The town council organised the event from Jan 9 to Jan 30 this year but it was not given a permit by the National Environment Agency (NEA) because its application forms were incomplete.

The town council argued that the event was a "community event" or a "mini-fair" and disputed the NEA's assertions that it was a "trade fair" or a "temporary fair" for which a permit was required.

District Judge Yeo agreed with the NEA.

He found that the defence was "wholly misconceived" in arguing that the event - which had five stalls selling festive decorations, cookies, flowers, assorted fruit and potted plants in a space almost the size of three tennis courts - was a "community event" or "mini-fair" held within a common space that was managed by the town council, and so did not need a permit.

AHPETC's lawyers Peter Low and Terence Tan pointed to Section 18 of the Town Councils Act, which says a town council is to "control, manage, maintain and improve the common property of residential and commercial property in the housing estates".

But District Judge Yeo said the Town Councils Act was enacted for wholly different purposes, and added that these were separate issues with "clearly no conflict" with one another.

The Town Councils Act deals with municipal matters, and was enacted to devolve some of the Housing Board's powers to local constituency leaders, he noted.

"There is nothing to suggest that Section 35 of the EPHA runs counter to, or impinges on, the function, powers and duties vested in a town council" because it was "concerned with the wider environmental and public health concerns which affect the public at large", he said.

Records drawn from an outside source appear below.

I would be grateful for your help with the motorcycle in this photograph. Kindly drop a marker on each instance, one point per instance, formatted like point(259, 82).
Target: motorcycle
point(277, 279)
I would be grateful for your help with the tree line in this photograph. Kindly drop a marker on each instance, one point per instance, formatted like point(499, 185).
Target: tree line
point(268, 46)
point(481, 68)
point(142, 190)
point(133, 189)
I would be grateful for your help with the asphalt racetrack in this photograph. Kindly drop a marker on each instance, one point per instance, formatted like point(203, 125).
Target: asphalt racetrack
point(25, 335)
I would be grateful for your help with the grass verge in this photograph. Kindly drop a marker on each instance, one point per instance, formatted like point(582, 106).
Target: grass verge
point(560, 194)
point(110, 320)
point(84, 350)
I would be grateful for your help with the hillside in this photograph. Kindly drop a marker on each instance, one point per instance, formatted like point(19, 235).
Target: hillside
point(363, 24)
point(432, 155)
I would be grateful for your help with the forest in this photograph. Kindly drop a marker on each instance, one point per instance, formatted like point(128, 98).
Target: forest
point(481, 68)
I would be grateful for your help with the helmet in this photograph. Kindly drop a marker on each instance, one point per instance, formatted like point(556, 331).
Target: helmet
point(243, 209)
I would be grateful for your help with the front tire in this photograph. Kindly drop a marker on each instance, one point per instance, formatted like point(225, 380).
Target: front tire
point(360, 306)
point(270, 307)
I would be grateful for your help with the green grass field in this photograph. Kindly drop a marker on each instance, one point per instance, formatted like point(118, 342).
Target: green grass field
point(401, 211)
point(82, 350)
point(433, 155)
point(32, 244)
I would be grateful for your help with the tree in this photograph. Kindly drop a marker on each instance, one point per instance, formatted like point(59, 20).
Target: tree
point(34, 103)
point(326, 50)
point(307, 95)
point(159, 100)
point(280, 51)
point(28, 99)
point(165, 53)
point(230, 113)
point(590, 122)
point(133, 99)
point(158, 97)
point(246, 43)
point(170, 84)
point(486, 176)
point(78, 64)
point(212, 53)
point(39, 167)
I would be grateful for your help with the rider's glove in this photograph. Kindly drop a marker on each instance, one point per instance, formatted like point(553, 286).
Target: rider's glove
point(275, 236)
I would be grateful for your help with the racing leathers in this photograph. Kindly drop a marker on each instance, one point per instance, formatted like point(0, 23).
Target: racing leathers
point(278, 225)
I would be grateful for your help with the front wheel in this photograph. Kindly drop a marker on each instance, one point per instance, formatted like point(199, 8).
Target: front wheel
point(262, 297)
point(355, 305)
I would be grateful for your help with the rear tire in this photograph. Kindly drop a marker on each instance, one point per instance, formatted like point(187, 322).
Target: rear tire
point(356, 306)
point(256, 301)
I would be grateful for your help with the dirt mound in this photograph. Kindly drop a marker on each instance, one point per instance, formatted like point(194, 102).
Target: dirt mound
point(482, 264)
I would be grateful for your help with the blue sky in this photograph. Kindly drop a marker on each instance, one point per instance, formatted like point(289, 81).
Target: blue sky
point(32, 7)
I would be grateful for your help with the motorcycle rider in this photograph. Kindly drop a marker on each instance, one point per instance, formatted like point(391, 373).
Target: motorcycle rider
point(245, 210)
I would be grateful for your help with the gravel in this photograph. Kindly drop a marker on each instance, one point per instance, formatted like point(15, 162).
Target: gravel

District Judge Yeo also agreed with lawyers for the NEA that the Town Councils Act does not "give the town council carte blanche without any regard of requirements of prevailing laws and regulations of the land".

He also disagreed with the town council when it said that it had taken reasonable care not to flout the law.

He noted that it did not, at any point in time, raise its doubts to the NEA over whether a permit was required for their event.

"The true objection in my view appeared to be the conditions stated in the application form and not that a permit was required per se," he said.

The court previously heard that the town council submitted forms such as for fire safety. But it did not get a letter of approval from the area's Citizens Consultative Committee because the town council deemed the requirement "unreasonable".

District Judge Yeo said that it was not appropriate for the court, nor was the case the appropriate forum "to examine the conditions, given that it would not change the issue of non-issuance of a permit".

He added: "For the defence to now vigorously mount a challenge that there is no requirement for the town council to apply for a permit is simply unconvincing to say the least."

AHPETC's two vice-chairmen, Mr Pritam Singh and Mr Png Eng Huat, told reporters after the hearing: "We are disappointed with the verdict but we will consult our lawyers on our legal options and do not rule anything out."

They also said that the WP Members of Parliament are contributing to the lawyers' fees, and that no Town Council funds are being used in connection with the case.

Separately, the NEA, in a statement issued on Friday night, reminded that operators of temporary fairs need a license for such events. This is to address public health concerns and disamenities such as food hygiene, waste management and noise nuisance arising from temporary fairs.

It added that between 2011 and Oct 31 this year, it took action against 16 unlicensed fair operators. These fairs were held at Tampines, Toa Payoh, Simei, Clementi, Kovan City, Bukit Merah, Kampong Glam, Chinatown, Serangoon North, Rivervale Walk and Tanglin Halt.